Tuesday, April 29, 2014

Brigadier General Thomas J. Jackson to Mary Anna Morrison Jackson, October 1, 1861

CAMP NEAR FAIRFAX COURT-HOUSE, Oct. 1st.

Yesterday I rode down to the station, and while there President Davis, very unexpectedly to me, arrived in a single car; the remaining part of the train, I suppose, stopped at the Junction to unload. He looked quite thin. His reception was a hearty cheer from the troops. He took his seat in an ambulance-like carriage, and as he passed on his way to the Court-House the air rang with the soldiers' welcoming cheers. He was soon met by a troop of horse, and a horse for himself. Leaving his carriage and mounting his horse, he proceeded on his way, escorted by the cavalry, about four thousand of the First Corps (General Beauregard). The troops belonged to Generals Longstreet, D. R. Jones, and Philip St. George Cocke. It was quite an imposing pageant. . . .

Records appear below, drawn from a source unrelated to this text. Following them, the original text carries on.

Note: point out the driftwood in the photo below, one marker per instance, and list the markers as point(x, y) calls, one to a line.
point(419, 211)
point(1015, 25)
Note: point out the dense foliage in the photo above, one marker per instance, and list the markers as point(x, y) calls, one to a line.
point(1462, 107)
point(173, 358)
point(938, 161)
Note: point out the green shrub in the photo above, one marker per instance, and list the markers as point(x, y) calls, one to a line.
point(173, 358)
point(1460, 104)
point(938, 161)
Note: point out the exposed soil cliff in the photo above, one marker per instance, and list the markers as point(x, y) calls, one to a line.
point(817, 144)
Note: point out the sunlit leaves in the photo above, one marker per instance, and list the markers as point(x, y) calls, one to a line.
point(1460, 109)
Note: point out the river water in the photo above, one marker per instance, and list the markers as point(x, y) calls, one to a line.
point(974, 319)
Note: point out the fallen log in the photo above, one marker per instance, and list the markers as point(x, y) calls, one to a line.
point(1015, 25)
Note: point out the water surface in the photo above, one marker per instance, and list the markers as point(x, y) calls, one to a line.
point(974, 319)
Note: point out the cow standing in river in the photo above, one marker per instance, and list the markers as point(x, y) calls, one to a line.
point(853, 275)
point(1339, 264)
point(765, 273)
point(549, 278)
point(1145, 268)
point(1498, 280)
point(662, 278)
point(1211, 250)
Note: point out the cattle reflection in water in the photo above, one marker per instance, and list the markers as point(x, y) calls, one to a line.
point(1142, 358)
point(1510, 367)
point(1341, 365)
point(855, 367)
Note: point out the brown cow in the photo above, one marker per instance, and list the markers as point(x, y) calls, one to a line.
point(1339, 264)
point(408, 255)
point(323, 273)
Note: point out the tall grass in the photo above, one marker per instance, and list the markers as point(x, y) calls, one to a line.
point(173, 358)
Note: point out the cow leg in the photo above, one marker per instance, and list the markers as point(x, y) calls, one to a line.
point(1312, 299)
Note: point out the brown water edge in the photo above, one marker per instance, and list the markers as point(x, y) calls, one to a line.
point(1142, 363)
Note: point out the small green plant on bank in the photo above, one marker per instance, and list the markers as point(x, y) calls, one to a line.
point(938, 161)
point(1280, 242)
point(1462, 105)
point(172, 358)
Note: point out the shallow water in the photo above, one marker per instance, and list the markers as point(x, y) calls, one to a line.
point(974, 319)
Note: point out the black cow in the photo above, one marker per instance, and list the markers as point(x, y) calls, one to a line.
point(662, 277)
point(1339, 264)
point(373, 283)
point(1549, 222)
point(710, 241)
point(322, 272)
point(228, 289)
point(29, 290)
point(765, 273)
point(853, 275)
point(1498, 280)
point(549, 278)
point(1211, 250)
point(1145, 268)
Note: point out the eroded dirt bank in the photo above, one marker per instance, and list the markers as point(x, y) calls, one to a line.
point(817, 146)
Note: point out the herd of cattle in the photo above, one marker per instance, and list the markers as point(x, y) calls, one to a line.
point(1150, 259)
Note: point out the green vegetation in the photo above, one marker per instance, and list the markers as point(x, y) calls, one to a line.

Yesterday I saw President Davis review. He took up his quarters with General Beauregard, where, in company with Colonels Preston, Harmon, and Echols, I called upon him this morning at about half-past ten o'clock. He looks thin, but does not seem to be as feeble as yesterday. His voice and manners are very mild. I saw no exhibition of that fire which I had supposed him to possess. The President introduced the subject of the condition of my section of the State, but did not even so much as intimate that he designed sending me there. I told him, when he spoke of my native region, that I felt a very deep interest in it. He spoke hopefully of that section, and highly of General Lee.